Computational design of therapeutic antibodies with improved developability: efficient traversal of binder landscapes and rescue of escape mutations.
Dreyer FA., Schneider C., Kovaltsuk A., Cutting D., Byrne MJ., Nissley DA., Kenlay H., Marks C., Errington D., Gildea RJ., Damerell D., Tizei P., Bunjobpol W., Darby JF., Drulyte I., Hurdiss DL., Surade S., Wahome N., Pires DEV., Deane CM.
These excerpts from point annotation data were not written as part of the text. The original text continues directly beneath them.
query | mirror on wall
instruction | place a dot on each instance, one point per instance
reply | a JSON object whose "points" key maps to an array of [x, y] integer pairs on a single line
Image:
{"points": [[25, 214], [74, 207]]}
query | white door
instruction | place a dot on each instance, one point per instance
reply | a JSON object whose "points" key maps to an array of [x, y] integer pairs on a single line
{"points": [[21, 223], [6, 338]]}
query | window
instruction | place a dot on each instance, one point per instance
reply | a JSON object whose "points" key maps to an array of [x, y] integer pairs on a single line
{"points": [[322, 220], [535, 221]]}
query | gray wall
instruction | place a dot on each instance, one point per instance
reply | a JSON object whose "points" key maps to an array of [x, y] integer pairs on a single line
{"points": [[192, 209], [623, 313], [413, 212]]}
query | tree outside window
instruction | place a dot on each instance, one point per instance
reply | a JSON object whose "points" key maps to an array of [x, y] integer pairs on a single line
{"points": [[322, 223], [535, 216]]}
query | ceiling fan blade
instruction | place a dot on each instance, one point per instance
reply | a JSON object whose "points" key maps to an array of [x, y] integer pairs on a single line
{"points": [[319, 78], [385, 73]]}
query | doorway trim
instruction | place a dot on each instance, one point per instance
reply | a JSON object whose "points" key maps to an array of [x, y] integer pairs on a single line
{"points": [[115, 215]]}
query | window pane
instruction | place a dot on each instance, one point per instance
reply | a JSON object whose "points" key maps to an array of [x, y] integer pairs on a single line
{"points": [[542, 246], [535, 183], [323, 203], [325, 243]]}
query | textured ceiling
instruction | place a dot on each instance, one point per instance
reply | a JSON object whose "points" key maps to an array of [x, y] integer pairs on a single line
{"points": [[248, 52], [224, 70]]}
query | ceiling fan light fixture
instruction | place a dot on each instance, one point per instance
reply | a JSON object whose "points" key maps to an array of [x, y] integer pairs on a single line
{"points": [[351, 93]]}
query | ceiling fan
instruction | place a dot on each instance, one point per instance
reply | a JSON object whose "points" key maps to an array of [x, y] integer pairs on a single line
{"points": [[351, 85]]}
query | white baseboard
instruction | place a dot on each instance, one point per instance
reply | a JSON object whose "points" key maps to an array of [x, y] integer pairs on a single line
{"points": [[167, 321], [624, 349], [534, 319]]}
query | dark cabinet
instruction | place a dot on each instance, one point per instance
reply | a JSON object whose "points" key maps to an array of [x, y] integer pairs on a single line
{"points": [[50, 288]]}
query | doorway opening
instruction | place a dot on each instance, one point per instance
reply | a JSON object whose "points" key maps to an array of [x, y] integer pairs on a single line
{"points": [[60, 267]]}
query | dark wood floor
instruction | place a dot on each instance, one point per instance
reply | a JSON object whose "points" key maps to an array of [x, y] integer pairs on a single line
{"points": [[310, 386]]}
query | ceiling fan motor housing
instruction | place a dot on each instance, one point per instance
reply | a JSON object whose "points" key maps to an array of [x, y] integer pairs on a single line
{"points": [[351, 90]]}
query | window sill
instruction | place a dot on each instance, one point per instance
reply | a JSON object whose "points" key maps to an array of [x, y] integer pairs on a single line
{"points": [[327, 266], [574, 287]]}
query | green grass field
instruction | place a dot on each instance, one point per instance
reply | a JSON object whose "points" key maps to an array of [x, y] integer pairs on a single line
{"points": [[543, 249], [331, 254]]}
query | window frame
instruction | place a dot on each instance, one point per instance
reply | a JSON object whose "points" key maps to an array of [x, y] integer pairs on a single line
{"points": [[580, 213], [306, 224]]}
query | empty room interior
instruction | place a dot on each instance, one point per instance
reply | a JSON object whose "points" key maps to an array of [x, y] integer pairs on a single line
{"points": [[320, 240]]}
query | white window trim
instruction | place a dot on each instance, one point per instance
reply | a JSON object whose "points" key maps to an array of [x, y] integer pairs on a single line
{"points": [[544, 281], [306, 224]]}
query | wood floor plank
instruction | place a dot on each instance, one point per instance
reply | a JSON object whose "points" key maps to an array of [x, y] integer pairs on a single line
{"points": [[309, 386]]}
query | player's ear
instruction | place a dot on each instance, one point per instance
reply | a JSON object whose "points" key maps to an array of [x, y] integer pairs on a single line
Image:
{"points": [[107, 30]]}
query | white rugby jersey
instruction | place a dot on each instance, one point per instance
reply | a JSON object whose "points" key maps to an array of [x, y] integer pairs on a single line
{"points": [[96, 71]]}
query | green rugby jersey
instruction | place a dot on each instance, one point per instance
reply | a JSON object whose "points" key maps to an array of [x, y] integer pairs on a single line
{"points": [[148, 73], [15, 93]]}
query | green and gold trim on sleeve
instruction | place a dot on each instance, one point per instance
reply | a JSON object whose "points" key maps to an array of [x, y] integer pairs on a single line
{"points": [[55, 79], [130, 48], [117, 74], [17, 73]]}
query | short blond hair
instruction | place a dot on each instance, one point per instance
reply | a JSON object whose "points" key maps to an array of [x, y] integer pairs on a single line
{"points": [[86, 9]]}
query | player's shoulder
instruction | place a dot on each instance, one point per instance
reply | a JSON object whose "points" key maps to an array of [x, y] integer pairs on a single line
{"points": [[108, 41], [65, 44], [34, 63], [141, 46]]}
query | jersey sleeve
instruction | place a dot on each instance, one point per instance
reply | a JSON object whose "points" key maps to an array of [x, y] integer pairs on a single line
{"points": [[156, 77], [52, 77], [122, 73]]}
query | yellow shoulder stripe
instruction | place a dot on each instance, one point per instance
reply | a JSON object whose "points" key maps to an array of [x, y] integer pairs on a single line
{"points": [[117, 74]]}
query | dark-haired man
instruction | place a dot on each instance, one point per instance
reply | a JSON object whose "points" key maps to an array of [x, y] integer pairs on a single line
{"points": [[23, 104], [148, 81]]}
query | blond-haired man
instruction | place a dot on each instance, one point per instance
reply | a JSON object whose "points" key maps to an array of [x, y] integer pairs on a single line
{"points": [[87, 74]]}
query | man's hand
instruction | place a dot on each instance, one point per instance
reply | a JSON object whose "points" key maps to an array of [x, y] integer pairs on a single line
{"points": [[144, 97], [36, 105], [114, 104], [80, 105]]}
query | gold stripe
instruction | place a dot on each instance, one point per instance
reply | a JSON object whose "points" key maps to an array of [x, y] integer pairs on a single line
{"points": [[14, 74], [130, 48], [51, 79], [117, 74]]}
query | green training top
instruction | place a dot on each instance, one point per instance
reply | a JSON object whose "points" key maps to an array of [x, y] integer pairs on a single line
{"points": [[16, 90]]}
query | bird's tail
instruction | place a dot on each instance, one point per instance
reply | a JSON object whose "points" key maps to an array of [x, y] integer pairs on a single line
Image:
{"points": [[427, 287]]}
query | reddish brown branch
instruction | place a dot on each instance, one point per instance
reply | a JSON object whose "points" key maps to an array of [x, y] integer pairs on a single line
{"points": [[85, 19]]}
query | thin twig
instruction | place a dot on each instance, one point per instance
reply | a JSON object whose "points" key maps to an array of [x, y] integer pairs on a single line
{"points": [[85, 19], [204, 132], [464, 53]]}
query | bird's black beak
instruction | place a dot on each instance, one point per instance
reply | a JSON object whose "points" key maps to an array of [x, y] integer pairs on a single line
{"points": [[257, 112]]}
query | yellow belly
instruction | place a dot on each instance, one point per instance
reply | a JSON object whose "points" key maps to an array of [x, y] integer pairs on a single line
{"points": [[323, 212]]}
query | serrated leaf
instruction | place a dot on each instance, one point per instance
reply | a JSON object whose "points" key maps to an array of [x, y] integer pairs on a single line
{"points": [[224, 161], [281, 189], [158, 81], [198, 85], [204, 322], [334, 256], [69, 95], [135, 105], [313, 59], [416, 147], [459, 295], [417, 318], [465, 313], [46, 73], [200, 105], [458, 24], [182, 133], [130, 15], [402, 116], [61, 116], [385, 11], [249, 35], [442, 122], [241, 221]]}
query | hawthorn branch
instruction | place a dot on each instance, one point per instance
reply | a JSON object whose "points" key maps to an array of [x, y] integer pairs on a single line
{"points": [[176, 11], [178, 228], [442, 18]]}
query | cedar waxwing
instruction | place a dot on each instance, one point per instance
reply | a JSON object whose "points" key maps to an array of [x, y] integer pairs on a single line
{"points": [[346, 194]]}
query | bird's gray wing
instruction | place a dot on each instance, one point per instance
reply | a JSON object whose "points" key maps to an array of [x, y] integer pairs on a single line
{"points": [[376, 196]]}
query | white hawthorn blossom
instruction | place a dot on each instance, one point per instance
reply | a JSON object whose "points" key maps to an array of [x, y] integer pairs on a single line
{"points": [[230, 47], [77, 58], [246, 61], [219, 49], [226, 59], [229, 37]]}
Developing therapeutic antibodies is a challenging endeavor, often requiring large-scale screening to produce initial binders, that still often require optimization for developability. We present a computational pipeline for the discovery and design of therapeutic antibody candidates, which incorporates physics- and AI-based methods for the generation, assessment, and validation of candidate antibodies with improved developability against diverse epitopes, via efficient few-shot experimental screens. We demonstrate that these orthogonal methods can lead to promising designs. We evaluated our approach by experimentally testing a small number of candidates against multiple SARS-CoV-2 variants in three different tasks: (i) traversing sequence landscapes of binders, we identify highly sequence dissimilar antibodies that retain binding to the Wuhan strain, (ii) rescuing binding from escape mutations, we show up to 54% of designs gain binding affinity to a new subvariant and (iii) improving developability characteristics of antibodies while retaining binding properties. These results together demonstrate an end-to-end antibody design pipeline with applicability across a wide range of antibody design tasks. We experimentally characterized binding against different antigen targets, developability profiles, and cryo-EM structures of designed antibodies. Our work demonstrates how combined AI and physics computational methods improve productivity and viability of antibody designs.